UE powinna wykorzystywać dostępne narzędzia do przywracania i promowania przestrzeni i wolności obywatelskich
Niestety wczesne ostrzeżenia międzynarodowych organów monitorujących ONZ i Rady Europy oraz organizacji strażniczych okazały się uzasadnione także w kontekście UE. Fakt, że naszym rządom nie udało się zapewnić dostępu do swobód obywatelskich w takim stopniu, na ile było to możliwe, jest powodem do niepokoju, szczególnie w czasie pandemii, kiedy społeczeństwo potrzebuje narzędzi obywatelskiego zaangażowania, aby upewnić się, że ich przedstawiciele dokładają wszelkich starań, aby chronić ich zdrowie.
Obywatele oczekują, że UE pomoże rządom przeprowadzić ich przez pandemię w tak bezpieczny sposób, jak to tylko możliwe. Wielu przywódców UE uznało, że UE musi zrobić więcej, aby uniemożliwić populistycznym autokratom wykorzystywanie niezadowolenia publicznego do podsycania eurosceptycyzmu. Ważne, aby UE chroniła wolności obywatelskie we wszystkich państwach członkowskich i zdecydowanie działała przeciwko rządom, które wykorzystują kryzys, aby uciszyć krytyczne głosy i podważyć demokratyczne mechanizmy kontroli i równowagi.

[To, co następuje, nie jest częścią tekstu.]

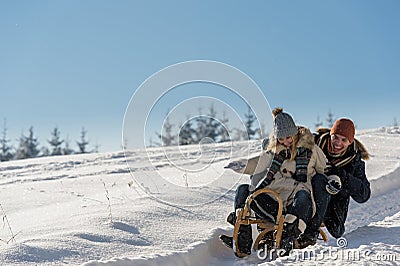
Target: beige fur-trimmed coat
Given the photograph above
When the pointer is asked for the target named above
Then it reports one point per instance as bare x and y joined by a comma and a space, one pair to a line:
283, 182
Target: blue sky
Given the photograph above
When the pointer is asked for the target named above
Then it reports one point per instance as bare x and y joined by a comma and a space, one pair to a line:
77, 63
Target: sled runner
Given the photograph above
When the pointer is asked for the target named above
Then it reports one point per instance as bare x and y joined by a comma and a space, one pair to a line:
245, 216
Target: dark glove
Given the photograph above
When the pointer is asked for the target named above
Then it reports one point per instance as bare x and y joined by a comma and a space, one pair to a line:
274, 168
303, 157
334, 185
331, 169
300, 177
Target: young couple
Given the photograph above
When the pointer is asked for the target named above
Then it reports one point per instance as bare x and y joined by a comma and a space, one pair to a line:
315, 175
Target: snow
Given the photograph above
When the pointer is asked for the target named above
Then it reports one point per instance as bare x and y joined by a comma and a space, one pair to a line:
88, 209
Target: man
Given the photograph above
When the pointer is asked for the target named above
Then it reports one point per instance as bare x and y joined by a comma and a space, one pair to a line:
346, 157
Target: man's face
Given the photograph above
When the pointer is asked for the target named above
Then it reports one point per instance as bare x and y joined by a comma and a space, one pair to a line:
286, 141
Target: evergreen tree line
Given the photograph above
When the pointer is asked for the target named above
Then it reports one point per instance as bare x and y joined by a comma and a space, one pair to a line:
28, 145
211, 126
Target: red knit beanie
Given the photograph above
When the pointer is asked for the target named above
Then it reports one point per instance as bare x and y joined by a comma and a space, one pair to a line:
344, 127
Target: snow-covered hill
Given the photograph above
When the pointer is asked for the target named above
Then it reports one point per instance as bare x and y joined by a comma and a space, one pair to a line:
87, 209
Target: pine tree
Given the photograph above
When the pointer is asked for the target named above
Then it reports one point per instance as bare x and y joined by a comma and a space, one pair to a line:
211, 124
5, 148
250, 119
330, 120
166, 137
186, 133
67, 150
83, 143
55, 142
28, 146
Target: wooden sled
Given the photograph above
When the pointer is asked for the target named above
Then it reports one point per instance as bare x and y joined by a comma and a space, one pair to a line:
246, 217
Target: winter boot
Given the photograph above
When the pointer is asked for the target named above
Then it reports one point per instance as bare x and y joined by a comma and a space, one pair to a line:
245, 240
289, 235
227, 240
306, 239
268, 241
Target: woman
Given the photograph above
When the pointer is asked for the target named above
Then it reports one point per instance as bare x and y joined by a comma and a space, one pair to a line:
286, 166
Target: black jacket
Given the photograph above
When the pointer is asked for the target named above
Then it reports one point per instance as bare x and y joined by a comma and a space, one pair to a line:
350, 167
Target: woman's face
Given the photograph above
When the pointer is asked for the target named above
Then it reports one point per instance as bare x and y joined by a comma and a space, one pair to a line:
339, 143
287, 142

Greenpeace oraz Civil Liberties Union for Europe w swoim raporcie sugerują, że instytucje UE powinny wykorzystać dostępne im opcje w celu przywrócenia i promowania przestrzeni i wolności obywatelskich – tak, aby obywatele mogli się upewnić, zarówno w kontekście pandemii, jak i poza nią, że ich rządy służą i pracują dla ich dobra.